Working with CAN Europe, we launched the Civil Society Pledge for Fossil Free Politics, signed by 98 organizations committing to protect policymaking from fossil fuel capture. The collaboration went beyond signatures: CAN Europe members distributed a thousand FFP stickers reading “I’m not a fossil fuel lobbyist” throughout COP30, making our message visible inside the conference venue and sparking countless conversations about corporate interference. In photos and videos from COP30, the bright yellow stickers kept standing out in the background attached to people walking by as a visual reminder of the campaign’s reach and impact.

Yet this is only the first step toward our ultimate goal: removing all polluters from climate negotiations and transforming voluntary roadmaps into binding commitments.

Ten years after COP21 in Paris, we’re running out of time for voluntary commitments.
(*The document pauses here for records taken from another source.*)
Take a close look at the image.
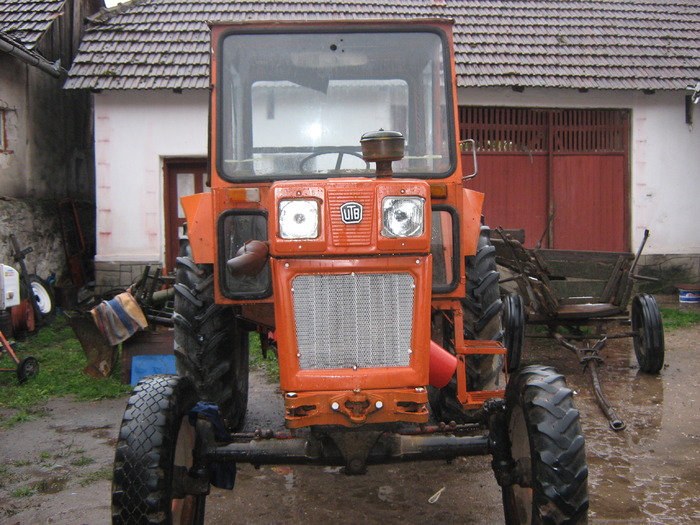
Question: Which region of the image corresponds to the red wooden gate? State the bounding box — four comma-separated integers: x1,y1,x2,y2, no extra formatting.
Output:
460,107,630,251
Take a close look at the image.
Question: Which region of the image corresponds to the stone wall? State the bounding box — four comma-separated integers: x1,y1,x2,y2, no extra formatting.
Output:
0,197,95,284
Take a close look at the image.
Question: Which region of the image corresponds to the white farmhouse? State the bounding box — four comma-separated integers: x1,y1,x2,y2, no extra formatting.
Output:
65,0,700,287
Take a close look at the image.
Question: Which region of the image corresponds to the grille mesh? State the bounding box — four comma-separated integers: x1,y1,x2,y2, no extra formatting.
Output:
292,273,414,370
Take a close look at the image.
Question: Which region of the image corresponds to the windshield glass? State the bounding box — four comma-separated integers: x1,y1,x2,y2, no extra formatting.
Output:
216,28,456,181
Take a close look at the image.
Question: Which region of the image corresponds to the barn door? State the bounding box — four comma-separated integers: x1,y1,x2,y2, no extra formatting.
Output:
163,159,211,271
460,107,630,251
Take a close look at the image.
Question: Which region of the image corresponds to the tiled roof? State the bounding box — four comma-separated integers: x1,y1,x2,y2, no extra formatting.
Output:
64,0,700,90
0,0,66,49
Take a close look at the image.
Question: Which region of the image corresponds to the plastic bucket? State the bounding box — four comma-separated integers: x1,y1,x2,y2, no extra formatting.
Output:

The question isn’t whether we can afford to kick big polluters out of climate policy. It’s whether we can afford not to.

The European Commission’s exclusion of all fossil fuel lobbyists from its delegations proves change is possible. Now we must set standards for all governments. FFP will keep fighting, tracking every lobbyist, challenging every commissioner, exposing every member state prioritising polluter profits over planetary survival.

We urgently need a firewall around UN and EU climate decision-making to keep vested interests like TotalEnergies and other polluters out. Just as tobacco lobbyists are barred from shaping public health policy, this firewall must shield our democratic institutions from fossil fuel industry interference, no more private lobby meetings, no seats on expert bodies, and no roles on government delegations.

The stakes are too high, and the time for half-measures is over. Now we need governments and decision-makers, at every level, to commit to fossil-free politics and put people and the planet ahead of polluters’ profits.